6. Não tenhamos ilusões. Alcançado um mix de financiamento mais ou menos equilibrado, e reembolsadas as ajudas de Estado, o futuro do negócio bancário continuará a ser macroeconómico. Sem (bom) crédito e sem estabilização macroeconómica não há conta de exploração que perdure. Mas a retoma económica após crises financeiras é lenta e a recuperação desta crise têm-no sido particularmente.

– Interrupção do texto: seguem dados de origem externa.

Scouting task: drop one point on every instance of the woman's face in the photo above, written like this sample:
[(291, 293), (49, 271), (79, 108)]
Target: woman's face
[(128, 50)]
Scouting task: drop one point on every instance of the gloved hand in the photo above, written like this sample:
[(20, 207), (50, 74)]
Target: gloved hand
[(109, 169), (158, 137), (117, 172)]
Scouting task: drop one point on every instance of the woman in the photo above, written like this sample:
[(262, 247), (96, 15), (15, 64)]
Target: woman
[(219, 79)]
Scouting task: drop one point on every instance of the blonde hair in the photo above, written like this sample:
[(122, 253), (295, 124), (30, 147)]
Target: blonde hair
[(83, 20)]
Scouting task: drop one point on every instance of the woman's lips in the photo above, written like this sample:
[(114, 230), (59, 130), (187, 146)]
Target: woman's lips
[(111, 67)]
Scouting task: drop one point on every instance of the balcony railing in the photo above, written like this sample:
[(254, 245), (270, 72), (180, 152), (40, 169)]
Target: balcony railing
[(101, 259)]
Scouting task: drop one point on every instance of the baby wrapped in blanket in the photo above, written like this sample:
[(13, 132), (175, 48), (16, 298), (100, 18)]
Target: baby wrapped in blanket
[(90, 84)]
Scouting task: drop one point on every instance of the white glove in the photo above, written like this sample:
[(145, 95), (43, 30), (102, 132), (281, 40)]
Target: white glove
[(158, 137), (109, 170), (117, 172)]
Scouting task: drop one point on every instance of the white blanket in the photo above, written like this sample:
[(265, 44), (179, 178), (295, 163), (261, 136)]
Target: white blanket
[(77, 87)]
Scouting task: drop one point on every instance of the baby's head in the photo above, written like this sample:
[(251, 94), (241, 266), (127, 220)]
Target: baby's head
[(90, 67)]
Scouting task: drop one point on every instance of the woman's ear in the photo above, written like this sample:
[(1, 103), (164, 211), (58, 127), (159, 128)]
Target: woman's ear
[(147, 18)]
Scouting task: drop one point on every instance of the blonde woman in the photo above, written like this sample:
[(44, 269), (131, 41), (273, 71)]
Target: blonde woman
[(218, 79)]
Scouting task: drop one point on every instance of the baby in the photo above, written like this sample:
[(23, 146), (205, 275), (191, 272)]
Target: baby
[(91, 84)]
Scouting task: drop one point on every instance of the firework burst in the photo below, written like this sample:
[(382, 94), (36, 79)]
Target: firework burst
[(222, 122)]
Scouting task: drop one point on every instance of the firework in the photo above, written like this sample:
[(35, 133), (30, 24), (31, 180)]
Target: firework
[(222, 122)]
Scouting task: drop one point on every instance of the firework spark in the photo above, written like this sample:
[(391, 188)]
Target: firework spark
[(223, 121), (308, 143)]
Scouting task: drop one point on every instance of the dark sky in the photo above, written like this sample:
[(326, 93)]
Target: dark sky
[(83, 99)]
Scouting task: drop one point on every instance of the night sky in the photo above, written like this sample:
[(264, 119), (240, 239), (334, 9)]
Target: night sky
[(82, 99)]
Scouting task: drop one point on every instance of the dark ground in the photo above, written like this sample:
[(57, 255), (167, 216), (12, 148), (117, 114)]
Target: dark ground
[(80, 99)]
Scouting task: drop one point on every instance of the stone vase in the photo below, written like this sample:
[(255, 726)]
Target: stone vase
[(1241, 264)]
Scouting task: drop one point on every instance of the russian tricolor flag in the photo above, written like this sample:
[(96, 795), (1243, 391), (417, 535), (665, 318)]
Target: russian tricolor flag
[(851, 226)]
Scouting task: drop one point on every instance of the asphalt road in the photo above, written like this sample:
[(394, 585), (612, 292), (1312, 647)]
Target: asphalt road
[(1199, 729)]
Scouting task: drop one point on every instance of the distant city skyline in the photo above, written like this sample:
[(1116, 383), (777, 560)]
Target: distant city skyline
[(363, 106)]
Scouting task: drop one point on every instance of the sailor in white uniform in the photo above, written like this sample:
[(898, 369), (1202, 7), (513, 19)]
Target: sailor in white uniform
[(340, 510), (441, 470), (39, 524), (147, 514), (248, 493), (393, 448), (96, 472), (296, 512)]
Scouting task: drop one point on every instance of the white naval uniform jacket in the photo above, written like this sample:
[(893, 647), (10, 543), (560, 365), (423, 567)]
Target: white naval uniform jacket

No cenário atual, regressar aos dois dígitos de rentabilidade obriga a que aumentem desesperadamente as margens e a eficiência, ou seja, à transformação profunda do modelo operativo e de negócio dos Bancos. Para um Banco da Europa Ocidental trata-se, em média, de aumentar a margem (após custo do risco) em mais de 50% e os rácios cost-to-income para níveis abaixo dos 50%.

Mas a regulação interfere neste caminho. A preocupação com o risco sistémico dos grandes bancos globais exige mais e mais capital, voltando a incentivar a segregação das diferentes atividades bancárias. Em paralelo, propõem-se medidas restritivas na comercialização de produtos financeiros de risco que poderão permitir o contornar da obrigação de uma supervisão competente – que acabará por não se constituir – e vêm “evitar” o engano ao cliente obrigando a outra segregação, mas esta no interior da própria sucursal bancária. Faz lembrar o passado, quando vários serviços eram prestados em edíficios diferentes do mesmo Banco.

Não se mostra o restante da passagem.